1
$\begingroup$

Is the following limit taking right? I am always confused as to when we are allowed to take the term-by-term limits then combine them as the correct full limit, sometimes term-by-term limit-taking doesn't give the right "full" limit... 

$\lim\limits_{\epsilon\to0} {cf(x)f(x+\epsilon)\over c+\epsilon}= f^2(x)$ perhaps I need to say that $f$ is continuous?

Thanks.

  • 0
    In most natural situations, term by term limit taking, **when** it gives an answer, gives the right answer. Note that important cases that you have been introduced to, such as $\displaystyle\lim\frac{\sin x}{x}$, are consistent with the above claim. If we take the limit of the top, the limit of the bottom, we do not get a *wrong* answer. We just get the expression $\frac{0}{0}$, which is utterly unhelpful.2011-11-04

2 Answers 2

4

Certainly you need that $f$ is continuous. If not, there could be values of $f(x+\epsilon)$ very different from $f(x)$ even for very small $\epsilon$. If $f$ is continuous this is correct. Do you have the theorem that the limit of a product is the product of the limits? You have $\lim\limits_{\epsilon\to0} {cf(x)f(x+\epsilon)\over c+\epsilon}=f(x)\lim\limits_{\epsilon\to0} (\frac{c}{c+\epsilon})f(x+\epsilon)$

2

If $c=0$ or $f(x)=0$, then the limit exists and is equal to $0$ regardless of $f(x)$.

If $c\neq 0$ and $f(x)\neq 0$, then the limit exists if and only if the limit $\lim_{\epsilon\to 0}f(x+\epsilon)$ exists.

If $\lim\limits_{\epsilon\to 0}f(x+\epsilon)=L$, then $\lim_{\epsilon\to 0}\frac{cf(x)f(x+\epsilon)}{c+\epsilon} = cf(x)\left(\lim_{\epsilon\to 0}\frac{1}{c+\epsilon}\right)\left(\lim_{\epsilon\to 0}f(x+\epsilon)\right) = \frac{cf(x)}{c}L = f(x)L.$ Conversely, if the limit you want exists, then so does the limit of $\left(\frac{c+\epsilon}{cf(x)}\right)\left(\frac{cf(x)f(x+\epsilon)}{c+\epsilon}\right) = f(x+\epsilon)$ (a product of two functions that have a limit has itself a limit, equal to the product of the limits), and so the limit will necessarily equal $f(x)L$ as above.

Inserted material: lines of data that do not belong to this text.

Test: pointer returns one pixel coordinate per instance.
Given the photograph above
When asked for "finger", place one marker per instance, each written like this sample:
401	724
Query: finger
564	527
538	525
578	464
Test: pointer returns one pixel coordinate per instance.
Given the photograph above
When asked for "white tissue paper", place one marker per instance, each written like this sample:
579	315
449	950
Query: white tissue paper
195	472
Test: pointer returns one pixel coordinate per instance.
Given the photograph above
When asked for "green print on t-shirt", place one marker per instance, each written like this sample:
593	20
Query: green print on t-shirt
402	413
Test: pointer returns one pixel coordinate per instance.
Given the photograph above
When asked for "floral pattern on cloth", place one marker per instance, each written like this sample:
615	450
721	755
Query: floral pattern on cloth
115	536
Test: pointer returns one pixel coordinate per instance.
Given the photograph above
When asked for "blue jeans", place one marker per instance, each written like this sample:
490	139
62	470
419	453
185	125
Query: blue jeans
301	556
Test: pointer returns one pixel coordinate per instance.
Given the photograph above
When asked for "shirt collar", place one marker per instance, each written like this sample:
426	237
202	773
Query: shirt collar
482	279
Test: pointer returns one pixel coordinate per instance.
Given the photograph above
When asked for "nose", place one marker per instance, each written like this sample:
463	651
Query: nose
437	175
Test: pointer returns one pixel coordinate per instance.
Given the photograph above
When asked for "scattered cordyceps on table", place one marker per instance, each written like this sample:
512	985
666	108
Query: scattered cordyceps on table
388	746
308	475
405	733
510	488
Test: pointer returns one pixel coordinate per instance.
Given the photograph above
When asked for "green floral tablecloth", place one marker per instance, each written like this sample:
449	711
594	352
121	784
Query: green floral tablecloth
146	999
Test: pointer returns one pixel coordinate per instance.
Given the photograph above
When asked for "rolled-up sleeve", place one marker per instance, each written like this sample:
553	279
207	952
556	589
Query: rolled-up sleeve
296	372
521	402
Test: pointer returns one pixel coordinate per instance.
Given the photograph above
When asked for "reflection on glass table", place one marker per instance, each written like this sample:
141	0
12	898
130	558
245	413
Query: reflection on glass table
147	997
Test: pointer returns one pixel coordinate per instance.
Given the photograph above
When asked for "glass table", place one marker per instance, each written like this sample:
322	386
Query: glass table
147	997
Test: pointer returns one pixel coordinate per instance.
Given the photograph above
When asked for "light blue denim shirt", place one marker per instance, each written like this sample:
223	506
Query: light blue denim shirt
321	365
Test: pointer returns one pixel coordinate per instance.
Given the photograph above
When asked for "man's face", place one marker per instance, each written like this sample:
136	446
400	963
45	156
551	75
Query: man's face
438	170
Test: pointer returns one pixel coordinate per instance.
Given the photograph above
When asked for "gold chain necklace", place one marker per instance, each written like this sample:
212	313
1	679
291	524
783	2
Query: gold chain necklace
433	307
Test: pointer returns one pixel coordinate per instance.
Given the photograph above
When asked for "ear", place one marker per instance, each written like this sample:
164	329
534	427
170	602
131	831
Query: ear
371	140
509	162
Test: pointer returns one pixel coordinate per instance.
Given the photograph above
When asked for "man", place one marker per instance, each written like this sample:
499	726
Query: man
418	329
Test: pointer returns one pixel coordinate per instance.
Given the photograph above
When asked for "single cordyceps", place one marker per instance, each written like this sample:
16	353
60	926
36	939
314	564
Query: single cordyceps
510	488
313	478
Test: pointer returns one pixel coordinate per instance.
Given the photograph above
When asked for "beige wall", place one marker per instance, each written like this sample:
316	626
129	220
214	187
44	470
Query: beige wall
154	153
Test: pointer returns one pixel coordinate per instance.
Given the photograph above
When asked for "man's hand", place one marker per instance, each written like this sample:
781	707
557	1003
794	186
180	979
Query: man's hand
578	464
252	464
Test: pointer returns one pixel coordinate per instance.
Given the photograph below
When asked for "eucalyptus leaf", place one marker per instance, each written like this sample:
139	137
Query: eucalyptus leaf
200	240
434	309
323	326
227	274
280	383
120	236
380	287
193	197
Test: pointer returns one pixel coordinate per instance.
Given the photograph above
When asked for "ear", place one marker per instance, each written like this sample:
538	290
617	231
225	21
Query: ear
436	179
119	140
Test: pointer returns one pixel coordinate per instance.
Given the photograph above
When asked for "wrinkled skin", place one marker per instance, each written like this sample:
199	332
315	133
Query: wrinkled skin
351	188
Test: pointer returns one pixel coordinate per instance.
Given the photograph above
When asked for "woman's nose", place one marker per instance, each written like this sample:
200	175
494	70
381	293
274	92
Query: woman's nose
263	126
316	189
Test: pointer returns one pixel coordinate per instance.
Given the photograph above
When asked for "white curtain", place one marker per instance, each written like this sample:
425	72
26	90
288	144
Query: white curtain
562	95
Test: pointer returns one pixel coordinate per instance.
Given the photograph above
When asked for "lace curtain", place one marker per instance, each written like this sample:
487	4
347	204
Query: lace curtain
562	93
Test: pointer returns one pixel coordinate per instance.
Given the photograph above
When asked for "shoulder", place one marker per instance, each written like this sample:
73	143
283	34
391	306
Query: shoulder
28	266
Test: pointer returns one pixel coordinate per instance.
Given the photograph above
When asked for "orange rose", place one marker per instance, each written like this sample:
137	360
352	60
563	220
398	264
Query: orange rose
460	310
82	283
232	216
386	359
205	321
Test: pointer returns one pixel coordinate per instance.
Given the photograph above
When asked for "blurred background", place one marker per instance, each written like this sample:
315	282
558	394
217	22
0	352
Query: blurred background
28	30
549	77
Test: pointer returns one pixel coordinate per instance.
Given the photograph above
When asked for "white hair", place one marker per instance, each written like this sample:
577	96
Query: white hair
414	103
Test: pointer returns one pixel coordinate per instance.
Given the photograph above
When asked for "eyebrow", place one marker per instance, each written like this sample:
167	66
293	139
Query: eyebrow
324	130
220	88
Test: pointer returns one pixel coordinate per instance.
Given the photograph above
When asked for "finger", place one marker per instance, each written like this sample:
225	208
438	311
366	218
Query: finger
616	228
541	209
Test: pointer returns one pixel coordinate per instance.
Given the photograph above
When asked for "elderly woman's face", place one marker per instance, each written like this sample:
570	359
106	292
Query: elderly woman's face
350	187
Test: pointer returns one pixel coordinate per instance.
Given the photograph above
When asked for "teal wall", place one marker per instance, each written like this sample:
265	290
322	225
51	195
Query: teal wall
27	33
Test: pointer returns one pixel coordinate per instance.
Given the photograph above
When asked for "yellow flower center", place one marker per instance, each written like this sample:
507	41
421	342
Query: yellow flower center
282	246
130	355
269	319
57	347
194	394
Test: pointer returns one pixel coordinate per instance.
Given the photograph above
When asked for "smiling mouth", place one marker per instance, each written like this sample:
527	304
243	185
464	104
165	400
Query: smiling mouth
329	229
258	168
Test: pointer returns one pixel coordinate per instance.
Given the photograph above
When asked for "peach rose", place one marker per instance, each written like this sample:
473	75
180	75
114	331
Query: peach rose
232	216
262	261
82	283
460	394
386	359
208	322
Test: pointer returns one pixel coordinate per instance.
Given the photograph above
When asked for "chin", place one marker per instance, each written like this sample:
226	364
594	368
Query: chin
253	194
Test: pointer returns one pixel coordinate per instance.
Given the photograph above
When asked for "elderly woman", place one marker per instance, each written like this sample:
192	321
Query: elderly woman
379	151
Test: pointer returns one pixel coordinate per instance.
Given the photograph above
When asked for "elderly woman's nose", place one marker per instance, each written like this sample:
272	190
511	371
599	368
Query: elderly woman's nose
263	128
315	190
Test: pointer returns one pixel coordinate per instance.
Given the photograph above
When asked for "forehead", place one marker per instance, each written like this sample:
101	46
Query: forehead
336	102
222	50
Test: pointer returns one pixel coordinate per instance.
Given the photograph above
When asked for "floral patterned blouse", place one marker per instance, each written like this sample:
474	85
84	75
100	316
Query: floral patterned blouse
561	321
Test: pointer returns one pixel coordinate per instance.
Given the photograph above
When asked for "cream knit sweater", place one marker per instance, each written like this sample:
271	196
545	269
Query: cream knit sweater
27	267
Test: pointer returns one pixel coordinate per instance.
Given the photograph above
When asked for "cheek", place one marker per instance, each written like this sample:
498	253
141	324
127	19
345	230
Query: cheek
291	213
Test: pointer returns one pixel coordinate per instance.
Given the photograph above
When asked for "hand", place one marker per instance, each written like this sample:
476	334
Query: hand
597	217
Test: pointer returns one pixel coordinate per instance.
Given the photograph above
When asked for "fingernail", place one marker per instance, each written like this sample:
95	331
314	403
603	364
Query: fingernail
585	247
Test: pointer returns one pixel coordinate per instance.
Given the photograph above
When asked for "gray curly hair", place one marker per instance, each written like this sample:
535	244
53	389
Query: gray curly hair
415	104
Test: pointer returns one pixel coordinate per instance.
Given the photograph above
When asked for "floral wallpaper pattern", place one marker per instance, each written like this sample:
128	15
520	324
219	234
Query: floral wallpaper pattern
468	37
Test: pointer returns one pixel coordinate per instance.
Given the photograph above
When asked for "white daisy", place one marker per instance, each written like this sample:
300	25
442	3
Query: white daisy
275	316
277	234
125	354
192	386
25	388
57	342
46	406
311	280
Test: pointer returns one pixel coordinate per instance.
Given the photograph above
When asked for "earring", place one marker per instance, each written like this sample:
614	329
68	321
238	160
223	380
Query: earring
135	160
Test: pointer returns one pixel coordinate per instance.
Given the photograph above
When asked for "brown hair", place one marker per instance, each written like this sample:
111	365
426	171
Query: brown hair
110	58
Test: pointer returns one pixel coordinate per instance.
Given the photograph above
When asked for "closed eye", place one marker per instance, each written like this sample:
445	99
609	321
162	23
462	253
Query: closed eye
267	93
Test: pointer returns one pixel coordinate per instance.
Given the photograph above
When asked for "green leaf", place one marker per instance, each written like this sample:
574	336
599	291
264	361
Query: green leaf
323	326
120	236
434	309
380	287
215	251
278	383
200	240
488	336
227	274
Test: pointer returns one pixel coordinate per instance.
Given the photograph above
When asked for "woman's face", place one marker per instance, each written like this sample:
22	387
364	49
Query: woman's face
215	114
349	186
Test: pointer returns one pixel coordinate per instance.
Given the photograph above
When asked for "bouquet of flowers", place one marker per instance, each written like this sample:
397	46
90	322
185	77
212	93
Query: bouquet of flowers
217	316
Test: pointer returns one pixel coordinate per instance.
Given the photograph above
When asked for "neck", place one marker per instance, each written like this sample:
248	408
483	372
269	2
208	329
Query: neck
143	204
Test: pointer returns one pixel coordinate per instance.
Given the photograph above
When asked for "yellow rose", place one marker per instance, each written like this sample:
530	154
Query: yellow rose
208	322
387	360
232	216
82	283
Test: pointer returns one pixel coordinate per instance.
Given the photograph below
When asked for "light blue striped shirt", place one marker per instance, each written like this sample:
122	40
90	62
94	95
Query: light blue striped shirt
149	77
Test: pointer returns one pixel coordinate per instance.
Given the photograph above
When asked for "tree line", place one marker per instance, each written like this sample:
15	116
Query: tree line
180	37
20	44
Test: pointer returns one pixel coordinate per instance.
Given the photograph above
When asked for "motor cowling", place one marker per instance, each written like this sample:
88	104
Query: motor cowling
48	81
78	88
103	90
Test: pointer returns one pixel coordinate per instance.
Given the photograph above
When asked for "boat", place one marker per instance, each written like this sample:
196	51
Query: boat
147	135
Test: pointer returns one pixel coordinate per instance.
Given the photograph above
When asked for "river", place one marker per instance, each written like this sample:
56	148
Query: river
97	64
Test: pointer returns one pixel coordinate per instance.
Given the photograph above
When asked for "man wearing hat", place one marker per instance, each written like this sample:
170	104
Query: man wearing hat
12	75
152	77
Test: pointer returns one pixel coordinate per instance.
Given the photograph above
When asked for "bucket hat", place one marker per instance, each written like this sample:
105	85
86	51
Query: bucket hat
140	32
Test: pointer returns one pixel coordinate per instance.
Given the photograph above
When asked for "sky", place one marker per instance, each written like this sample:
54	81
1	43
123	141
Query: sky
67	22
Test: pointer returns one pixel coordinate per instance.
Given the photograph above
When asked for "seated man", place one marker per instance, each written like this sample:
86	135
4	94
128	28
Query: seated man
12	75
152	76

Now, by definition of continuity, $L=\lim\limits_{\epsilon\to 0}f(x+\epsilon)=f(x)$ if and only if $f$ is continuous at $x$.

So the limit equals $(f(x))^2$ if and only if either $f$ is $0$ at $x$; or if $c\neq 0$ and $f$ is continuous at $x$.

If you want the limit to equal $(f(x))^2$ for all $x$, then this holds if and only if $c\neq 0$ and $f(x)$ is continuous everywhere; or if $c=0$ and $f(x)=0$ for all $x$.